Skip to content

Datascript string search

Petter Eriksson edited this page Dec 6, 2017 · 3 revisions

We created a library to for fast-lookup of strings, originally to use it for search suggestions of products and stores.

We've implemented it using datascript and it's neat that it can be used server and client side, because of .cljc. I don't know of a library that's similar to it.

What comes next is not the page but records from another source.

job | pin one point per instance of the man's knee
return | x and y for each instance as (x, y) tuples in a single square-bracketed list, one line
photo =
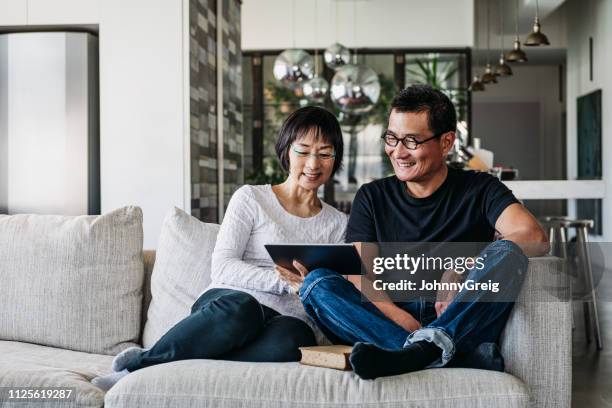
[(322, 279)]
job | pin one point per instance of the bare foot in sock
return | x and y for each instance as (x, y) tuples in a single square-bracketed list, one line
[(106, 382), (121, 360), (371, 362)]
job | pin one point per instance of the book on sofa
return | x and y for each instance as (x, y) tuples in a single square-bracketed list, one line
[(327, 356)]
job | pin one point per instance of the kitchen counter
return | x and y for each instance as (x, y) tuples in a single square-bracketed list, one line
[(556, 189)]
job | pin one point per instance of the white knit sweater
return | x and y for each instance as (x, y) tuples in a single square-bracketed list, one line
[(255, 217)]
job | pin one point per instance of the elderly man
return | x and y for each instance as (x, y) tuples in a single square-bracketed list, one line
[(425, 201)]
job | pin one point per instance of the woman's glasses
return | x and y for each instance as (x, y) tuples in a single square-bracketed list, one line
[(320, 156)]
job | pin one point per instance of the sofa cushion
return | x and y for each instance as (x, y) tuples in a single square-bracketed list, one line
[(72, 282), (30, 365), (181, 271), (200, 383)]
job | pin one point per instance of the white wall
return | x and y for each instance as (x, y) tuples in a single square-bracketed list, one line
[(590, 18), (144, 131), (267, 24), (530, 84), (521, 120)]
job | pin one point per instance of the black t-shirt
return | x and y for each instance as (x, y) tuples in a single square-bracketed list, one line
[(463, 209)]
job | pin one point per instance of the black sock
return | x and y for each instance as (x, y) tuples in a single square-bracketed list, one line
[(370, 362)]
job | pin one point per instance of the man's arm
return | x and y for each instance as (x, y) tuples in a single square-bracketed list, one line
[(518, 225)]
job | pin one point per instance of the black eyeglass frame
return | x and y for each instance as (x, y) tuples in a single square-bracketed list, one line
[(404, 140)]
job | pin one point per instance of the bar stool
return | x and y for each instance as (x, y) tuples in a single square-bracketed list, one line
[(558, 233)]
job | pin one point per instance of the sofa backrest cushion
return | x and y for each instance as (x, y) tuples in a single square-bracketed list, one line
[(181, 271), (73, 282)]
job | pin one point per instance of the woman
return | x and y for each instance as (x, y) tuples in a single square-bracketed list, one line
[(248, 313)]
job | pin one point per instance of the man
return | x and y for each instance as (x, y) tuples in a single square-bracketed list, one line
[(425, 201)]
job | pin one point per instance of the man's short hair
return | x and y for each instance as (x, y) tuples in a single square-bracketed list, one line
[(423, 98), (302, 121)]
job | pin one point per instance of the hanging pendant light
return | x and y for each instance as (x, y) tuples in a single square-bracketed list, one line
[(516, 55), (502, 69), (488, 77), (336, 55), (355, 88), (476, 85), (293, 66), (536, 37), (315, 89)]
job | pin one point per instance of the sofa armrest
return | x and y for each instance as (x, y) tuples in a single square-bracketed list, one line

Library namespace: eponai.common.search

Usage and incrementally updated index whenever products are added to datomic: eponai.server.external.product_search

Example usage of the library

                ;; Read a fairly large corpus
(def stuff (let [lines (->> (slurp "/usr/share/dict/web2a")
                            (str/split-lines))
                 ;; Create a datascript db with the schema needed for indexing.
                 conn (datascript/create-conn search-schema)
                 ;; Add the data to an attribute
                 _ (db/transact conn (into [] (map (fn [l] {:name l})) lines))
                 db (db/db conn)
                 ;; Create the index with the entities-by-attr-tx function.
                 index-tx (->> (db/datoms (db/db conn) :aevt :name)
                               (into [] (comp (map :e)
                                              (map #(db/entity (db/db conn) %))))
                               (entities-by-attr-tx :name))
                 indexed-db (datascript/db-with db index-tx)]
             {:db indexed-db 
              ;; 121848 datoms in the transaction
              :tx index-tx
              ;; 76205 lines of words
              :lines lines}))

;; For searches, return their count and print the time it takes to search.
(into []
      (map (juxt identity
                 (fn [search]
                   (time (count (match-string (:db stuff) search))))))
  [
;; Finds strings with a word starting with "acid"
   "acid"
;; Finds strings with a word starting with "acid" and a word starting with "bath"
   "acid bath"
   "ac bath"
   "a bat"
   "a ba"
   "a b"
   "a b c"
   "a b c d"])

;; returns and prints on my MacBook Pro 13" 2015
[["acid" 9]      ;; "Elapsed time: 17.244565 msecs"
 ["acid bath" 1] ;; "Elapsed time: 14.256633 msecs"
 ["ac bath" 1]   ;; "Elapsed time: 12.267515 msecs"
 ["a bat" 6]     ;; "Elapsed time: 12.759851 msecs"
 ["a ba" 80]     ;; "Elapsed time: 81.886891 msecs"
 ["a b" 375]     ;; "Elapsed time: 171.188805 msecs"
 ["a b c" 1]     ;; "Elapsed time: 78.821723 msecs"
 ["a b c d" 0]]  ;; "Elapsed time: 202.673805 msecs"

TODO

Mention match-next-word